Given the impact of hand osteoarthritis together with limited research data, the Disease Characteristics in Hand OA (DICHOA) initiative was founded in early 2005 with the aim of addressing key issues and facilitating research into hand osteoarthritis. In this article, we review and discuss current knowledge of the aetiopathogenesis, diagnostic criteria, biomarkers and outcome measures for clinical, epidemiological and follow-up studies, and the therapeutic interventions for hand osteoarthritis to facilitate the development of strategies addressing these issues.


The criteria for hand osteoarthritis are not clear. In hand osteoarthritis studies, especially epidemiological studies, several sets of criteria are used, none scientifically tested. Both radiographic and clinical criteria sets are applied. Some criteria sets are based on the involvement of various or a particular number of joint groups comprising proximal interphalangeal joints (PIPs), distal interphalangeal joints (DIPs) or first carpometacarpal joints (CMCs), whereas others require the involvement of only one hand joint with osteoarthritis.

A validated criteria set for hand osteoarthritis is the classification defined by the committee on Diagnostic and Therapeutic Criteria of the American College of Rheumatology (ACR).3 These criteria were developed by comparing patients with clinical hand osteoarthritis, as determined by experts, with patients suffering from other rheumatic disorders causing hand pain such as rheumatoid arthritis (box 1).

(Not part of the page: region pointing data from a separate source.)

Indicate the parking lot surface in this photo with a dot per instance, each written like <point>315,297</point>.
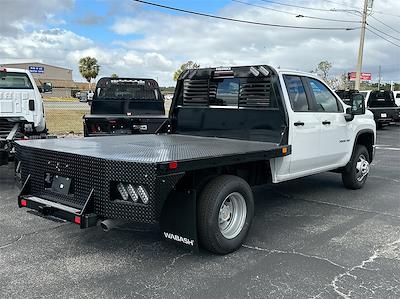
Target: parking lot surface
<point>311,238</point>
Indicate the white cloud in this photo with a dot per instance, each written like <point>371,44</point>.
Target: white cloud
<point>165,41</point>
<point>211,42</point>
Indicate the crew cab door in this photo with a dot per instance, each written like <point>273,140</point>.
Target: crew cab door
<point>334,140</point>
<point>305,129</point>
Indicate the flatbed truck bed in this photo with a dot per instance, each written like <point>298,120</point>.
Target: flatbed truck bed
<point>228,129</point>
<point>161,149</point>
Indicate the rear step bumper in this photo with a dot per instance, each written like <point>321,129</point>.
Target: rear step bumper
<point>46,207</point>
<point>49,208</point>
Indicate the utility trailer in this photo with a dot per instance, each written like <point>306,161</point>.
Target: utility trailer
<point>228,129</point>
<point>124,106</point>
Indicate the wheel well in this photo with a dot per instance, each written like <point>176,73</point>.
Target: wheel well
<point>254,173</point>
<point>367,139</point>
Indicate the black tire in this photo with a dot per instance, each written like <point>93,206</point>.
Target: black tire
<point>210,201</point>
<point>350,173</point>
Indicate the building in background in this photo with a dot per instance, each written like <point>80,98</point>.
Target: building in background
<point>61,78</point>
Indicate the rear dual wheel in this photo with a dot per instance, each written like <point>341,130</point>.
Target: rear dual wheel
<point>225,213</point>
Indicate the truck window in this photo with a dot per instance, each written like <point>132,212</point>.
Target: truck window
<point>11,80</point>
<point>231,92</point>
<point>324,99</point>
<point>297,93</point>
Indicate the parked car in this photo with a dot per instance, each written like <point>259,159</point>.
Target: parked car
<point>229,129</point>
<point>397,97</point>
<point>383,105</point>
<point>21,109</point>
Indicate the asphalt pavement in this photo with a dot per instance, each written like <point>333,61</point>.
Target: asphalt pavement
<point>66,105</point>
<point>311,238</point>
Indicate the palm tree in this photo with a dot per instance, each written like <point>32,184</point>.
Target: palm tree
<point>89,68</point>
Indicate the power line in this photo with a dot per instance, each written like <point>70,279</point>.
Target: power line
<point>343,4</point>
<point>387,14</point>
<point>383,32</point>
<point>382,37</point>
<point>296,6</point>
<point>376,19</point>
<point>242,21</point>
<point>296,14</point>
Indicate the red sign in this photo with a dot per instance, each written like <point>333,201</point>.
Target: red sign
<point>363,77</point>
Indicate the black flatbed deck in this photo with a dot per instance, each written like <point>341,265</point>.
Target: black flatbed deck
<point>124,116</point>
<point>159,149</point>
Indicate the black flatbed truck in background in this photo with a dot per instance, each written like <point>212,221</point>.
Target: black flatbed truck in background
<point>228,130</point>
<point>124,106</point>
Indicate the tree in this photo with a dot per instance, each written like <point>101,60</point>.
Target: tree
<point>323,69</point>
<point>186,66</point>
<point>89,68</point>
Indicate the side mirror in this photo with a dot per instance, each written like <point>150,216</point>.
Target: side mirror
<point>357,101</point>
<point>357,106</point>
<point>47,87</point>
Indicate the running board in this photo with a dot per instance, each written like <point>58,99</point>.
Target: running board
<point>82,217</point>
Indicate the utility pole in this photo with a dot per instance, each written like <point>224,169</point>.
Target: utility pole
<point>379,79</point>
<point>361,48</point>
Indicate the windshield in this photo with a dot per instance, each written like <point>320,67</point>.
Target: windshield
<point>10,80</point>
<point>126,89</point>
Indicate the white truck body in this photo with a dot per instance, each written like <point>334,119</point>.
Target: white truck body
<point>15,97</point>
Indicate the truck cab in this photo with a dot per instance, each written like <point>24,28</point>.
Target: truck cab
<point>124,106</point>
<point>382,104</point>
<point>229,129</point>
<point>21,109</point>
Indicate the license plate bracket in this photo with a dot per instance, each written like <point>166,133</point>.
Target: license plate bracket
<point>61,185</point>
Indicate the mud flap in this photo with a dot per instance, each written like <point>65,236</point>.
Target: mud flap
<point>178,221</point>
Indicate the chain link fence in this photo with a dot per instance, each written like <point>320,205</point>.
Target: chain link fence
<point>64,116</point>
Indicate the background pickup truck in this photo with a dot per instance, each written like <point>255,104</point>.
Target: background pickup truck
<point>229,129</point>
<point>125,106</point>
<point>21,109</point>
<point>382,104</point>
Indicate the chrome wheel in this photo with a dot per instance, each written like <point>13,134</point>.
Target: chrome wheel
<point>362,168</point>
<point>232,215</point>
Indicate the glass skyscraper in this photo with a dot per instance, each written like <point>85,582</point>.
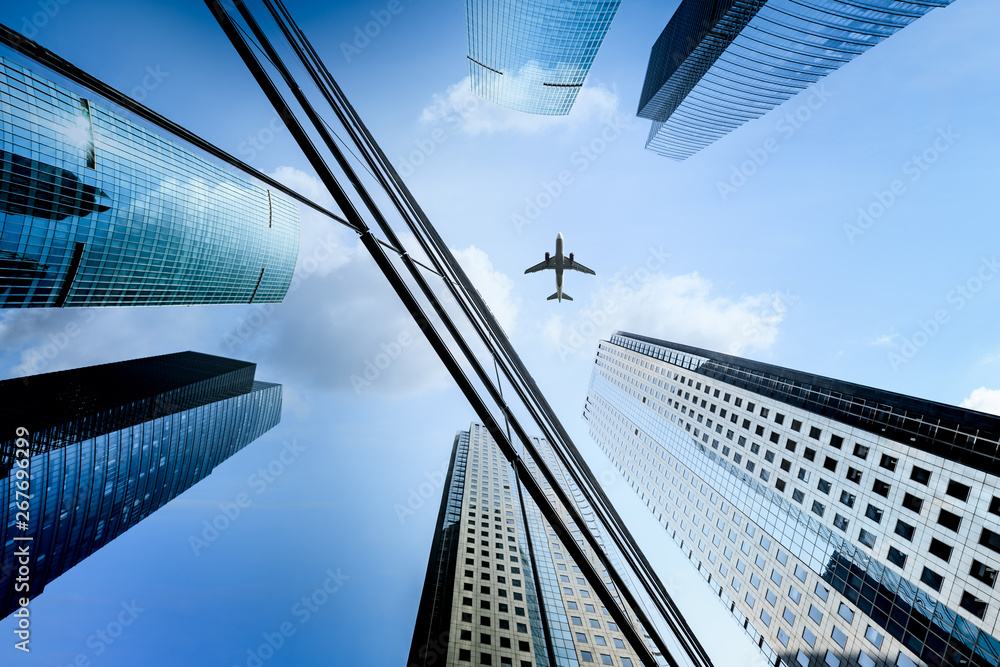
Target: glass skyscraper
<point>499,589</point>
<point>97,210</point>
<point>840,524</point>
<point>534,55</point>
<point>108,445</point>
<point>720,63</point>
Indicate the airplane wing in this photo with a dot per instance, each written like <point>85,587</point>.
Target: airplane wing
<point>577,266</point>
<point>541,266</point>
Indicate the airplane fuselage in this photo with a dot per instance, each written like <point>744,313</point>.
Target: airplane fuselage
<point>559,261</point>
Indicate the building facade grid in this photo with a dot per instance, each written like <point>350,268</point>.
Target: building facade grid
<point>829,504</point>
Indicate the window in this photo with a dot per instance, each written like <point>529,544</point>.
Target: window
<point>949,520</point>
<point>973,604</point>
<point>874,636</point>
<point>940,549</point>
<point>815,614</point>
<point>881,488</point>
<point>866,538</point>
<point>904,530</point>
<point>912,503</point>
<point>958,490</point>
<point>990,539</point>
<point>920,475</point>
<point>984,573</point>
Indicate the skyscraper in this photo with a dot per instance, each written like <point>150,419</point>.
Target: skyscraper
<point>105,446</point>
<point>534,55</point>
<point>718,64</point>
<point>97,210</point>
<point>840,524</point>
<point>499,590</point>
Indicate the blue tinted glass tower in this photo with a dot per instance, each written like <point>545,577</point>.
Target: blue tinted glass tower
<point>108,445</point>
<point>96,210</point>
<point>534,55</point>
<point>840,525</point>
<point>720,63</point>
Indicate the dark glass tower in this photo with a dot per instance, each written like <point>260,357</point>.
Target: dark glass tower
<point>841,525</point>
<point>97,210</point>
<point>720,63</point>
<point>108,445</point>
<point>500,590</point>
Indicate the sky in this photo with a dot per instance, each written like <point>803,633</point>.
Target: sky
<point>779,243</point>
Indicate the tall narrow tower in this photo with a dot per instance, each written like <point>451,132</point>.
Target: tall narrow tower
<point>499,589</point>
<point>840,524</point>
<point>93,451</point>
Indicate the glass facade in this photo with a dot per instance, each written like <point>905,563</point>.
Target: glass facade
<point>500,590</point>
<point>111,444</point>
<point>96,210</point>
<point>534,55</point>
<point>818,536</point>
<point>719,64</point>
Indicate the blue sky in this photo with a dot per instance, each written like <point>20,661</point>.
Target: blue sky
<point>775,266</point>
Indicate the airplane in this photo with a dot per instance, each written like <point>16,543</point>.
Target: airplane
<point>559,263</point>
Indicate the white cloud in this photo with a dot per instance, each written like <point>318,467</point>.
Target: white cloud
<point>684,308</point>
<point>471,114</point>
<point>495,287</point>
<point>984,400</point>
<point>883,340</point>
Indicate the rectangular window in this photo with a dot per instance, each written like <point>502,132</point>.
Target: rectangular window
<point>932,579</point>
<point>904,530</point>
<point>973,604</point>
<point>866,538</point>
<point>912,503</point>
<point>984,573</point>
<point>958,490</point>
<point>920,475</point>
<point>881,488</point>
<point>940,549</point>
<point>888,462</point>
<point>949,520</point>
<point>990,539</point>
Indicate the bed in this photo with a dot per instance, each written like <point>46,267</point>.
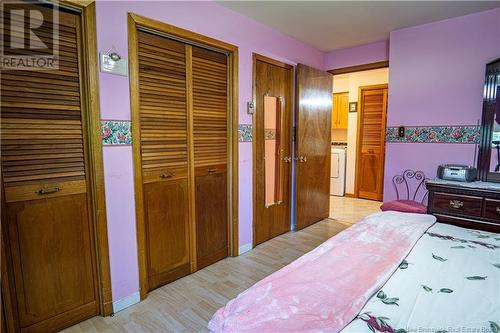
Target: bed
<point>392,272</point>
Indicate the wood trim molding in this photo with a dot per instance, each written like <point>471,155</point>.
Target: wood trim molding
<point>91,63</point>
<point>134,22</point>
<point>359,68</point>
<point>270,61</point>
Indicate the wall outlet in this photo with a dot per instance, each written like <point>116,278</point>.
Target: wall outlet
<point>401,131</point>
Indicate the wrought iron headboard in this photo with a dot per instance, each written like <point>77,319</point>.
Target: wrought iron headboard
<point>418,177</point>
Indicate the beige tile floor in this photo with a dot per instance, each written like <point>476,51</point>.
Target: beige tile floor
<point>187,304</point>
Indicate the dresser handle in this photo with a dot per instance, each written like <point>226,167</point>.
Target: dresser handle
<point>44,191</point>
<point>456,203</point>
<point>167,175</point>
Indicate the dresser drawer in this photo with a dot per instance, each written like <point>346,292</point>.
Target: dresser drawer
<point>492,209</point>
<point>458,204</point>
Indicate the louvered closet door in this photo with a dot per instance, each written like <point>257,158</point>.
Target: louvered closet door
<point>46,182</point>
<point>210,109</point>
<point>372,125</point>
<point>164,156</point>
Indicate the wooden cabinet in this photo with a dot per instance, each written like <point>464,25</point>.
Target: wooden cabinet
<point>52,260</point>
<point>340,110</point>
<point>472,205</point>
<point>491,209</point>
<point>370,154</point>
<point>181,154</point>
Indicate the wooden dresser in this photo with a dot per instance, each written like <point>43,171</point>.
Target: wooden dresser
<point>472,205</point>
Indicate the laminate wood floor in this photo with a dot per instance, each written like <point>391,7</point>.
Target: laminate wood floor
<point>186,305</point>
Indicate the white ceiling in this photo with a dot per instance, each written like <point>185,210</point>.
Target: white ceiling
<point>331,25</point>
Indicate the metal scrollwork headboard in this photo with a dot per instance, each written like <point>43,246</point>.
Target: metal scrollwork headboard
<point>405,182</point>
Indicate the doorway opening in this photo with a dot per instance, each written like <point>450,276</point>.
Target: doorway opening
<point>358,128</point>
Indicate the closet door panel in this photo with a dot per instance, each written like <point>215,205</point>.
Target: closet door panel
<point>167,230</point>
<point>164,156</point>
<point>211,212</point>
<point>210,109</point>
<point>45,179</point>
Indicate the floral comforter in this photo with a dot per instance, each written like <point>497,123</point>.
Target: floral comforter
<point>450,282</point>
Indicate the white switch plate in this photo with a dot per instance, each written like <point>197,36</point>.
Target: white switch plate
<point>110,66</point>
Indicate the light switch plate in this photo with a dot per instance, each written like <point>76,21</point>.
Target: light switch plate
<point>110,66</point>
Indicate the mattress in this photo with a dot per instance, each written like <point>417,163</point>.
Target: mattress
<point>449,282</point>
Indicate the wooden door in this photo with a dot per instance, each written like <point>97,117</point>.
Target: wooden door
<point>371,142</point>
<point>163,124</point>
<point>313,142</point>
<point>46,180</point>
<point>340,110</point>
<point>210,122</point>
<point>272,148</point>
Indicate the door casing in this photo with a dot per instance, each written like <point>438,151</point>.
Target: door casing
<point>136,21</point>
<point>92,122</point>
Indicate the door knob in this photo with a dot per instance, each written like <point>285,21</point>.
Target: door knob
<point>167,174</point>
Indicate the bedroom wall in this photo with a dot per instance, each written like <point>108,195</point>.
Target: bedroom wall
<point>436,81</point>
<point>206,18</point>
<point>359,55</point>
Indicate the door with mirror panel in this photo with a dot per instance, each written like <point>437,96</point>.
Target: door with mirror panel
<point>272,140</point>
<point>489,157</point>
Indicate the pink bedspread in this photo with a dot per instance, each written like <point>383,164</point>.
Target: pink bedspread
<point>326,288</point>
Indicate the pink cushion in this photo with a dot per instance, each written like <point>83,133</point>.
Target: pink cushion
<point>406,206</point>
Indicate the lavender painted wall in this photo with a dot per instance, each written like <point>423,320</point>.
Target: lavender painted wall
<point>359,55</point>
<point>435,78</point>
<point>206,18</point>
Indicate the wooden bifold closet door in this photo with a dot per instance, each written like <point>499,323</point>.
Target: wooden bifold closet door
<point>46,181</point>
<point>210,92</point>
<point>183,92</point>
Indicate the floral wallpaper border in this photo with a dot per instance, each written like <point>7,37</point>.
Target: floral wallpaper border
<point>435,134</point>
<point>245,133</point>
<point>116,132</point>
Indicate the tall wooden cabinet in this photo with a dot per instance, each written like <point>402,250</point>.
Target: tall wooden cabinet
<point>210,96</point>
<point>181,150</point>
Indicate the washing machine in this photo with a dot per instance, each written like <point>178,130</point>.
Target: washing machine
<point>337,171</point>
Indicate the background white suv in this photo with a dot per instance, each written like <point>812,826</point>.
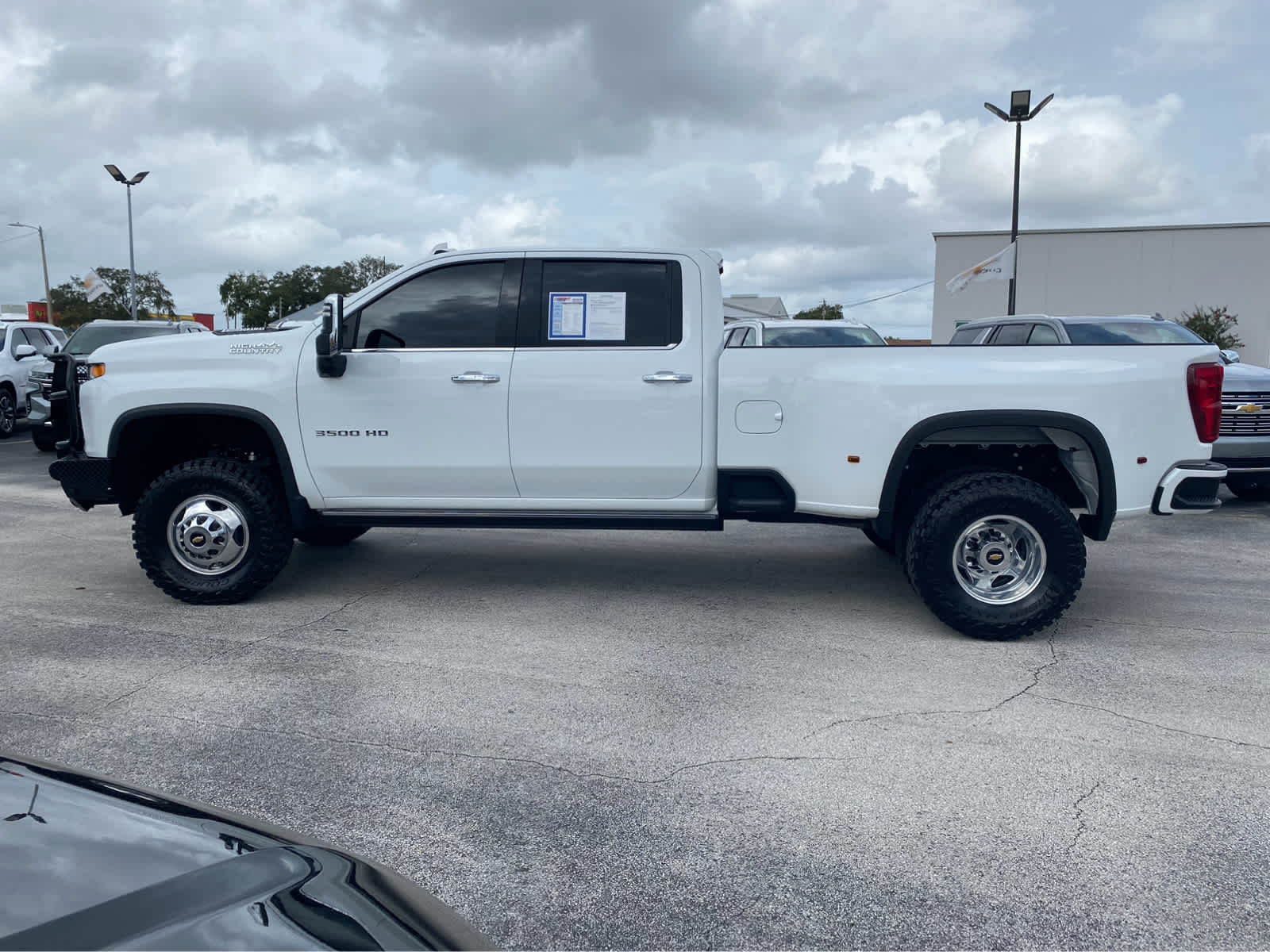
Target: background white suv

Box 1: American College of Rheumatology criteria for osteoarthritis of the hand

Hand pain, aching or stiffness for most days of the prior month plus 3 of the following 4 criteria:

  • Hard tissue enlargement of ⩾2 of 10 selected hand joints*

  • Metacarpophalangeal joint swelling in ⩽2 joints

  • Hard tissue enlargement of ⩾2 distal interphalangeal joint joints

  • Deformity of ⩾1 of 10 selected hand joints

These classification criteria have a sensitivity of 0.94 and a specificity of 0.87 in this setting. Pain had to be present on most days of the month before the analysis to fulfil these criteria. However, for epidemiological studies, the need for pain on most days of the previous month may lead to lack of sensitivity and instability of the diagnosis. If clear-cut changes of hand osteoarthritis are clinically evident, the frequent presence of pain would suggest a certain degree of disease activity rather than being a defining diagnostic criterion. Another discussion point is that the ACR classification criteria for hand osteoarthritis combined all joint groups in the hand, so that patients with only two DIPs with two first CMCs affected fulfil the criteria, even though these patients may represent different disease entities, requiring different treatment strategies. Hence, it may be more accurate if all (affected) joints in the hand were to be described separately and that, depending on the research question or intervention under study, the assessment of changes observed in specific hand joints might be required. The requirement for the presence of a certain number of affected joints, as per the ACR classification criteria, is not supported by other research data. From a clinical point of view, it has been suggested that in therapeutic studies of hand osteoarthritis patients with one painful osteoarthritic hand joint could be included.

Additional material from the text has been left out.